Good Morning!
I hope your week is going well. It’s been a good week around home. We’ve had some rain each day so far with no downpours. All of the moisture we’ve had to this point has made it into the ground, which is all a guy could ask for. While a couple of guys locally were working ground over the weekend, that’s of course come to a halt for the time being. In fact, we have rain in the forecast more days than not in the two weeks, so it looks like we’re going to work on this drought a bit before planting time. I’m not going to complain about the rain by any means, but I hope we don’t get in a rut where it’s a wet spring, nothing like ‘trying’ to wait until the ground gets fit. I guess we’ll have to take what Mother Nature deals us and make the most of it. For more information on AgMarket, CLICK HERE. https://hubs.li/Q03qt2Qd0
The markets were up strong on Monday’s overnight markets but gave much of it back by the close. Since I last wrote, much has changed with the US/Israel bombing of Iran. With crude oil spiking over the last two days, we’ve seen some jostling in markets, with fertilizer prices spiking but ag commodities not benefiting nearly as much. Outside markets should have provided a mixed bias:
Corn – The corn market started the week down a bit on Monday and tried to get back those losses on Tuesday, but failed. On Tuesday, May corn closed ¾ higher at $4.46 ½. This was 5 ¼ off the high and 2 ¼ off the low. Corn export inspections were large and above expectations at 1.859 mmt. This was a bit lower than a week ago, but still a big number. The trade on Tuesday morning early showed corn a nickel higher, but the market backed off, likely due to the strong dollar, but maybe more so due to massive farmer selling. With growers seeing basis widen every time these markets move higher, we heard of big sales this morning as elevators were on the phone buying bushels. I see this trend continuing until we chew through more of these bushels. I still feel like owning corn could pay dividends, but I’d rather do it on paper due to basis implications. One way I keep explaining it is I could see December corn futures gaining more value or holding more value than cash corn bids, again due to basis moving forward. December 2026 corn settled 1 ¼ higher at $4.71 ¼.

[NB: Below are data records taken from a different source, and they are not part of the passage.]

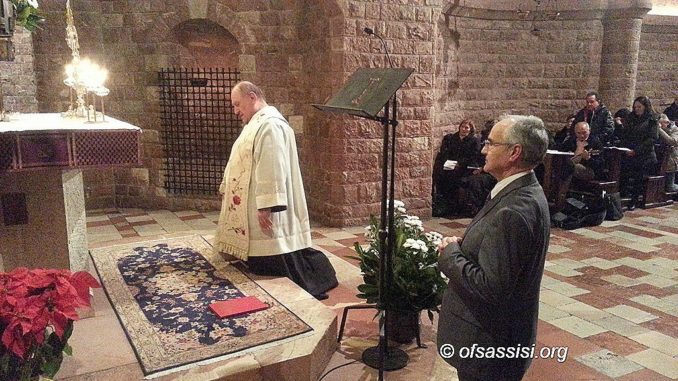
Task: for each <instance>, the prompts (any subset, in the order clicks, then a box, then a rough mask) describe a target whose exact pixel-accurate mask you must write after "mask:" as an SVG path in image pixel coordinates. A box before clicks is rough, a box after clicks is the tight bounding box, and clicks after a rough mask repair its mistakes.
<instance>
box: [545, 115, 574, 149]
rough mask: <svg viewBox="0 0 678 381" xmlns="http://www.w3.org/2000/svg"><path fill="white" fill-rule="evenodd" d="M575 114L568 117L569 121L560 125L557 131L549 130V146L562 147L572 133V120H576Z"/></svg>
mask: <svg viewBox="0 0 678 381" xmlns="http://www.w3.org/2000/svg"><path fill="white" fill-rule="evenodd" d="M574 117H575V114H571V115H570V116H568V117H567V123H565V124H562V125H561V126H559V127H558V128H557V129H556V130H555V131H549V148H553V149H556V148H557V147H560V146H561V145H562V144H563V143H564V142H565V140H566V139H567V138H568V137H569V136H570V135H571V131H572V129H571V128H570V126H572V122H574Z"/></svg>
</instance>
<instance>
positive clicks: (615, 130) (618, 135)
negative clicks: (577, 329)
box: [610, 107, 631, 147]
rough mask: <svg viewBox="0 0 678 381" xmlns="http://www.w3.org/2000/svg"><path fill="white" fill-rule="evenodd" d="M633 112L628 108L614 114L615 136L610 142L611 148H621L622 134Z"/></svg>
mask: <svg viewBox="0 0 678 381" xmlns="http://www.w3.org/2000/svg"><path fill="white" fill-rule="evenodd" d="M630 113H631V110H629V109H628V108H626V107H624V108H620V109H619V110H617V112H615V113H614V136H613V137H612V141H611V142H610V145H611V146H615V147H619V146H620V143H621V133H622V130H623V129H624V120H625V119H626V118H628V117H629V114H630Z"/></svg>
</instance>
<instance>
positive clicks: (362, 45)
mask: <svg viewBox="0 0 678 381" xmlns="http://www.w3.org/2000/svg"><path fill="white" fill-rule="evenodd" d="M441 4H442V2H441V1H435V0H429V1H425V2H403V1H380V2H376V1H349V2H348V3H347V6H346V8H344V9H343V11H344V14H345V18H344V23H343V26H344V27H343V30H342V31H341V33H342V36H343V43H342V45H343V49H344V66H343V76H344V77H348V76H349V75H350V74H351V73H353V72H354V71H355V70H357V69H358V68H362V67H380V68H383V67H389V63H388V60H387V57H386V55H385V54H384V50H383V47H382V44H381V42H380V41H379V40H378V39H377V38H375V37H372V36H369V35H367V34H365V32H364V31H363V29H364V28H365V27H369V28H372V29H373V30H375V32H376V33H378V34H380V35H381V36H382V37H383V38H384V39H385V40H386V41H387V45H388V48H389V52H390V58H391V60H392V62H393V65H394V66H395V67H406V68H412V69H414V73H413V74H412V76H411V77H410V78H409V79H408V81H407V82H406V83H405V85H404V86H403V88H402V89H401V90H400V91H399V94H398V101H399V105H398V107H399V108H398V119H399V122H400V124H399V125H398V127H397V142H396V151H397V155H396V167H397V170H396V195H395V197H396V198H397V199H401V200H403V201H404V202H405V204H406V206H407V208H408V209H409V211H410V212H411V213H414V214H419V215H427V214H430V205H431V203H430V197H429V195H430V192H431V160H432V159H431V146H430V144H431V130H432V121H431V119H432V116H433V88H432V84H433V80H434V66H433V63H434V55H435V51H434V39H435V24H434V23H433V15H434V14H438V13H439V12H440V9H441ZM330 134H331V136H334V137H338V139H337V138H335V139H334V142H333V143H332V144H333V147H332V149H333V150H335V151H334V152H331V154H332V156H333V159H332V161H333V166H334V167H333V168H332V170H331V171H330V178H331V181H332V182H333V184H332V185H331V187H330V189H329V191H330V192H331V195H330V197H331V200H330V202H329V203H328V204H329V205H328V207H327V208H325V209H324V210H323V211H322V212H323V213H324V215H325V216H326V217H325V218H324V219H323V221H324V222H326V223H328V224H331V225H355V224H359V223H363V222H365V221H366V220H367V219H368V217H369V215H370V214H371V213H372V214H377V213H378V211H379V201H380V196H381V151H382V139H381V137H382V126H381V125H380V124H379V123H377V122H373V121H365V120H359V119H355V118H350V119H349V118H347V119H341V120H339V121H336V122H333V123H332V125H331V126H330ZM334 145H336V147H334Z"/></svg>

Soybeans – Soybeans were 6 ¾ lower on Monday before getting back most of that on Tuesday. May soybeans were up 6 ½ at $11.70 ½. This was 12 ½ off the high and 10 off the low. May soybean meal was up 1.8 at 314.7, while soy oil was up .08 at 62.82. The weekly inspections showed bean shipments at 1.148 mmt, which was above expectations and almost twice what we saw a week ago. Bean export shipments were a welcome surprise after such low numbers in the last two weeks. With beans trading up almost 20 when we all got up on Tuesday, there was certainly some excitement. While the grower doesn’t own nearly as many beans as they do in relation to corn, I’m sure some were sold to originators on this bounce. I’d assume there were quite a few sales on new crop as well, given that prices are offering $11 fall bids in more areas every day. My best recommendation would be to dial in that break-even as close as possible, and if you can lock in a worst-case scenario in the black, get some risk management employed. Maybe that’s selling fall bushels, maybe it’s a strong floor. Regardless, there are no guarantees these prices will stick around. On Tuesday, November 2026 soybeans closed 2 ¾ higher at $11.31 ½.